His first recording was in 1955 the bass part of Bach's Christmas Oratorio with the Thomanerchor conducted by Günther Ramin. Stämpfli's repertoire includes all the oratorios of Johann Sebastian Bach and more than one hundred Bach cantatas. He recorded especially with the Gächinger Kantorei and Helmuth Rilling, including rarely performed cantatas such as, in 1967, the reconstructed Entfliehet, verschwindet, entweichet, ihr Sorgen, BWV 249a, also called Shepherd cantata. Also in 1967 he recorded the bass arias of Bach's St Matthew Passion with Hans Swarowsky, the Vienna Academy Chamber Choir and the Wiener Sängerknaben, the Vienna State Symphony Orchestra, Heather Harper and Kurt Equiluz singing both the vox Christi and the arias. Jakob Stämpfli recorded Bach cantatas with Karl Ristenpart, also Bach's Magnificat and two of Bach's Missae breves with Maurice André, trumpet. A review of Bach cantatas recorded with conductor Fritz Werner credits his singing: "The magnificent bass aria, ‘Der alte Drache brennt vor Neid’, in which soloist Jakob Stämpfli is accompanied by timpani and no less than three trumpets, is powerfully conveyed; Stämpfli is in commanding form".

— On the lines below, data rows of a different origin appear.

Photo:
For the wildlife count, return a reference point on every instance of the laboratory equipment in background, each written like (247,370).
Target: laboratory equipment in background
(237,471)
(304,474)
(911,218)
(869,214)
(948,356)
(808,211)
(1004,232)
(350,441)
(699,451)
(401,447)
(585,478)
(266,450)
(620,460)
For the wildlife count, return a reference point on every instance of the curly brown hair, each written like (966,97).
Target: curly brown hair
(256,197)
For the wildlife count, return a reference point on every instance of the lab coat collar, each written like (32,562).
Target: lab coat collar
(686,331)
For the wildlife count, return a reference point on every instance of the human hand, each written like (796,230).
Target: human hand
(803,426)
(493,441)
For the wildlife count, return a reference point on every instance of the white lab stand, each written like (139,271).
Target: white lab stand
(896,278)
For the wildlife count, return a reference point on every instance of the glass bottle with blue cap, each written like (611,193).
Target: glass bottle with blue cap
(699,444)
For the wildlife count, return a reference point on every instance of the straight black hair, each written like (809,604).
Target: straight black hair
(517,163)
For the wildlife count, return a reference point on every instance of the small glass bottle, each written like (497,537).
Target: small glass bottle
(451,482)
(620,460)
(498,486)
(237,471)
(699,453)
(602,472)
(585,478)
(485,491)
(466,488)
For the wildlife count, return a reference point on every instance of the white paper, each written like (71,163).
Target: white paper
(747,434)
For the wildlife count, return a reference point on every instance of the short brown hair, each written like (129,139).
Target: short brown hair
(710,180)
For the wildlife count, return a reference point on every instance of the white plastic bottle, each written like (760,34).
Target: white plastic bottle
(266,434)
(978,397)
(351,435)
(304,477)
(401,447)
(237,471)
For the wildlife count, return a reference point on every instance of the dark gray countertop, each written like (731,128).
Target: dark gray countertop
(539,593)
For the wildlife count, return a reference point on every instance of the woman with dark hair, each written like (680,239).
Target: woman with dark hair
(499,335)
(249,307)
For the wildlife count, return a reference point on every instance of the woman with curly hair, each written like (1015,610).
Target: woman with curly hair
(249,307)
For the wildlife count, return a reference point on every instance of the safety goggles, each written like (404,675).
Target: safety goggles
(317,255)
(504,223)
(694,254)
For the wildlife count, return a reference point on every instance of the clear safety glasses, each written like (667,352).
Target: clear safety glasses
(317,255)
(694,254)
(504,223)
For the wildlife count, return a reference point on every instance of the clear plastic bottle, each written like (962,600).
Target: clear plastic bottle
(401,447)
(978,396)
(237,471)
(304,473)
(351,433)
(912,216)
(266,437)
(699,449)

In 1963 he recorded Frank Martin's oratorio for soloists, choruses & orchestra In Terra Pax, written in 1944, with Ernest Ansermet conducting the Orchestre de la Suisse Romande.

Jakob Stämpfli was a teacher at the Conservatory of Biel (1960–1962) and at the Bern Conservatory for music and theatre from 1963 where he was appointed director in 1992. He has also taught at the Hochschule für Musik Saar in Saarbrücken and the Hochschule für Musik und Theater Hamburg. He has given international master classes and served as a judge for vocal competitions. His students have included Klaus Mertens, Siegmund Nimsgern, Cornelius Hauptmann and Dominik Wörner.

From 2005 until 2007 he directed the festival Bachwochen Thun – Amsoldingen. In 2007 the festival presented a performance of Bach's Mass in B minor with the ten singers of the Cantus Firmus Vokalensemble in the church of Amsoldingen. He was acting chairman of the Swiss Music Pedagogic Association. He died in Thun.